Alaska Fisheries • 2026 Election
Trawling Isn't a Left Issue — Alaska's Own GOP Candidates Prove It
A recent post making the rounds on X claims "The Left wants to make this entire election about trawling." It's a tidy talking point. It's also flatly wrong.
Opposition to industrial trawling in Alaska is not a partisan issue — it never has been. It's an Alaskan issue. And in the 2026 governor's race, the candidates making the strongest anti-trawl arguments aren't Democrats. They're Republicans.
"Republicans appear to have sensed their own political opening, and are levying unusually strident criticism against one of the natural resource industries that are, typically, closely aligned with the party's agenda."

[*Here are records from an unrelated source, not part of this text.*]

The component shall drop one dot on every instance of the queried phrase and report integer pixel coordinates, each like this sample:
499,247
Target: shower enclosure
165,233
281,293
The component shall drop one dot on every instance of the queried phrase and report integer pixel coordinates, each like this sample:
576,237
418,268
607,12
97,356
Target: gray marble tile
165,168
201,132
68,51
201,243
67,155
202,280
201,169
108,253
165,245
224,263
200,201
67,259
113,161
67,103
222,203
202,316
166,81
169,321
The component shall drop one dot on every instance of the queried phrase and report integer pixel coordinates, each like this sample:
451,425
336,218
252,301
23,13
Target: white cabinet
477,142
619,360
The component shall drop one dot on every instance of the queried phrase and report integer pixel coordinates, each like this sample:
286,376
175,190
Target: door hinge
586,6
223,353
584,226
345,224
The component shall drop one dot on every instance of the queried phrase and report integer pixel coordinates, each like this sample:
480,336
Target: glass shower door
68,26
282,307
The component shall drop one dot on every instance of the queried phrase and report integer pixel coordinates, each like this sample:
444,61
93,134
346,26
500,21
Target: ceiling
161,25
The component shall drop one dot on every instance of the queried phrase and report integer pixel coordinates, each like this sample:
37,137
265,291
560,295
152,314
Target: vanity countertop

— Alaska Beacon, April 2026
Republican Adam Crum, a former state revenue commissioner, has called for a "swift and firm" response when trawl bycatch threatens Alaska's fisheries. He's not alone. Multiple GOP gubernatorial candidates have taken anti-trawl positions — because their constituents, regardless of party, are watching salmon populations collapse while industrial trawlers haul in hundreds of thousands of bycatch fish per season.

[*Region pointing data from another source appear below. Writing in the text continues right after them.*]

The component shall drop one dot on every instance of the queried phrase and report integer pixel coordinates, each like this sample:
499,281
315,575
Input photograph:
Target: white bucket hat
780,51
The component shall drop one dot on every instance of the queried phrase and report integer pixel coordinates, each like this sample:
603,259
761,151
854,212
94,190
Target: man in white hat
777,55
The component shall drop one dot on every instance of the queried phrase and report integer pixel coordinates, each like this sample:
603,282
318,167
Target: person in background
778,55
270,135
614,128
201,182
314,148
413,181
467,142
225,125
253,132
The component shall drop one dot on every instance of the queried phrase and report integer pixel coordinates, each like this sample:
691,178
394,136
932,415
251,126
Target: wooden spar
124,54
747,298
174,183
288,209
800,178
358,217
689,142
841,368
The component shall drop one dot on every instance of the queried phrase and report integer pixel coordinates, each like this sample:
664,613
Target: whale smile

The STOP Alaska Trawler Bycatch Facebook group has 55,000 members. Those aren't all Democrats. They're fishermen, Alaska Native community members, small-boat operators, and families who've fished the same waters for generations. This is about Alaska's identity — not political tribalism.
Calling opposition to trawling a "left" conspiracy is a strategy, not a fact. It's designed to protect industry interests by turning neighbor against neighbor along partisan lines. Don't fall for it.
When Republican candidates and 55,000 Alaskans across the political spectrum agree on something, that's not a left-wing agenda. That's Alaska speaking.